Application of differential scanning calorimetry to measure the differential binding of ions, water and protons in the unfolding of DNA molecules

• Published in: Biochimica et biophysica acta Vol. 1860; no. 5; pp. 990 - 998
• Main Authors: Olsen, Chris M., Shikiya, Ronald, Ganugula, Rajkumar, Reiling-Steffensmeier, Calliste, Khutsishvili, Irine, Johnson, Sarah E., Marky, Luis A.
• Format: Journal Article
• Language: English
• Published: Netherlands Elsevier B.V 01.05.2016
• Subjects: Animals; Base Pairing; Calorimetry, Differential Scanning; differential scanning calorimetry; DNA; DNA - chemistry; DNA - isolation & purification; entropy; ions; Kinetics; Male; melting; Nucleic Acid Conformation; Nucleic Acid Denaturation; nucleotide sequences; Oligodeoxyribonucleotides - chemistry; Protons; Salmon; Sodium Chloride - chemistry; spectroscopy; testes; Testis - chemistry; thermal properties; Thermodynamics; Water - chemistry
• ISSN: 0304-4165; 0006-3002; 1872-8006
• DOI: 10.1016/j.bbagen.2015.10.002

The overall stability of DNA molecules globally depends on base-pair stacking, base-pairing, polyelectrolyte effect and hydration contributions. In order to understand how they carry out their biological roles, it is essential to have a complete physical description of how the folding of nucleic acids takes place, including their ion and water binding. To investigate the role of ions, water and protons in the stability and melting behavior of DNA structures, we report here an experimental approach i.e., mainly differential scanning calorimetry (DSC), to determine linking numbers: the differential binding of ions (Δnion), water (ΔnW) and protons (ΔnH+) in the helix–coil transition of DNA molecules. We use DSC and temperature-dependent UV spectroscopic techniques to measure the differential binding of ions, water, and protons for the unfolding of a variety of DNA molecules: salmon testes DNA (ST-DNA), one dodecamer, one undecamer and one decamer duplexes, nine hairpin loops, and two triplexes.
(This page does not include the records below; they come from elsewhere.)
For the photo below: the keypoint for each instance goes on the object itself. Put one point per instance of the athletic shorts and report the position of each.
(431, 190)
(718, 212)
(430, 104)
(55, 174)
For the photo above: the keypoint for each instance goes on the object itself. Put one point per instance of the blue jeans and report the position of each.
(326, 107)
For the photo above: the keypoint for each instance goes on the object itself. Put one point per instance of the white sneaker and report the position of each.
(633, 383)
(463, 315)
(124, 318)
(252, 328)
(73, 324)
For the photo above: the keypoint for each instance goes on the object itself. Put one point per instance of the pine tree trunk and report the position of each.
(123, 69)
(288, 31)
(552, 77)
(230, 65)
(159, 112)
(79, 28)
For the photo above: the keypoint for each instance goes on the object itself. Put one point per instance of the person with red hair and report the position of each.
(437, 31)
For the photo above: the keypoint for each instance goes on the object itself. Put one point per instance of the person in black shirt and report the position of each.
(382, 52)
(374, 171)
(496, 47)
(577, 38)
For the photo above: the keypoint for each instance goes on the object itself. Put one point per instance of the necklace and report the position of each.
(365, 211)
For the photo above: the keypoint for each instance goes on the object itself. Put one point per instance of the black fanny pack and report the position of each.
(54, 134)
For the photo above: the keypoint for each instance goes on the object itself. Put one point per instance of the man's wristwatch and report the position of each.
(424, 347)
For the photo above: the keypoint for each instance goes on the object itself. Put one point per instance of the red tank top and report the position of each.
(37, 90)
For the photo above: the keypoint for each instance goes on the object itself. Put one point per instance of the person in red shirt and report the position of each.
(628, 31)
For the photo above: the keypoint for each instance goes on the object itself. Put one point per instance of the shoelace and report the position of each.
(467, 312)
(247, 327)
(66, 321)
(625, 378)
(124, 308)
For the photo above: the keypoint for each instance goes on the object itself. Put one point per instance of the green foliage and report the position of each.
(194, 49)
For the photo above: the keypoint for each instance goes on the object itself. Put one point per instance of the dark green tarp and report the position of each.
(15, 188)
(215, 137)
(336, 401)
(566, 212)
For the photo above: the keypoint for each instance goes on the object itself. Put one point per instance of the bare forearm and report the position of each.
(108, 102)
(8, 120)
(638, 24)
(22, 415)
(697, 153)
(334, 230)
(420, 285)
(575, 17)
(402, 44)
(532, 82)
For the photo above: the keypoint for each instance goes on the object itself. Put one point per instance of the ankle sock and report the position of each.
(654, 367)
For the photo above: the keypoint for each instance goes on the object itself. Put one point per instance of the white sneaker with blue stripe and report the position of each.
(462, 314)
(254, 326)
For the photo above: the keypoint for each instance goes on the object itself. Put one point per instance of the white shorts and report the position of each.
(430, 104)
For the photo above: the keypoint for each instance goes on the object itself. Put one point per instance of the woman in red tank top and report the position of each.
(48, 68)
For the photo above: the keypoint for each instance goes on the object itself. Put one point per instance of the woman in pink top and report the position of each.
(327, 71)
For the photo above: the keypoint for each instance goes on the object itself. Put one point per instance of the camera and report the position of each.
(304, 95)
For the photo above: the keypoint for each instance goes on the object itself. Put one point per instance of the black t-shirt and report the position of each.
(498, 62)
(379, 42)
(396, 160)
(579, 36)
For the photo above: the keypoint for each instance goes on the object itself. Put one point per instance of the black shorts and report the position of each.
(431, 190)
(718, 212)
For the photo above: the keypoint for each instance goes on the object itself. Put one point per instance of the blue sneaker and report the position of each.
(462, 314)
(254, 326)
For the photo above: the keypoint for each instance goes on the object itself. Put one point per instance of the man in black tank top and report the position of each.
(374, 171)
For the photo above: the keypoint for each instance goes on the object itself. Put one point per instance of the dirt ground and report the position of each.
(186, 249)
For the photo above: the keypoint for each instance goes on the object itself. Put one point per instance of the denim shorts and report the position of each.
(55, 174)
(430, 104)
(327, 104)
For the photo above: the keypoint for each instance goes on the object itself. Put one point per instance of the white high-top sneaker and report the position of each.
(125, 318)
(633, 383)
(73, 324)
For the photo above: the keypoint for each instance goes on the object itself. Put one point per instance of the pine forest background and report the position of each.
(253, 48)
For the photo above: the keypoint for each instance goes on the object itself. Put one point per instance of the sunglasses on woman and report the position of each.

These methods can be applied to any conformational transition of a biomolecule. We determined complete thermodynamic profiles, including all three linking numbers, for the unfolding of each molecule. The favorable folding of a DNA helix results from a favorable enthalpy-unfavorable entropy compensation. DSC thermograms and UV melts as a function of salt, osmolyte and proton concentrations yielded releases of ions and water. Therefore, the favorable folding of each DNA molecule results from the formation of base-pair stacks and uptake of both counterions and water molecules. In addition, the triplex with C+GC base triplets yielded an uptake of protons. Furthermore, the folding of a DNA duplex is accompanied by a lower uptake of ions and a similar uptake of four water molecules as the DNA helix gets shorter. In addition, the oligomer duplexes and hairpin thermodynamic data suggest ion and water binding depends on the DNA sequence rather than DNA composition. This article is part of a Special Issue entitled Microcalorimetry in the BioSciences — Principles and Applications, edited by Fadi Bou-Abdallah. •Experimental determination of linking numbers by differential scanning calorimetry•Differential binding of ions, water and protons for the unfolding of nucleic acids•Complete thermodynamic profiles for the unfolding of nucleic acids•The folding of a nucleic acid is accompanied by an uptake of counterions and water molecules.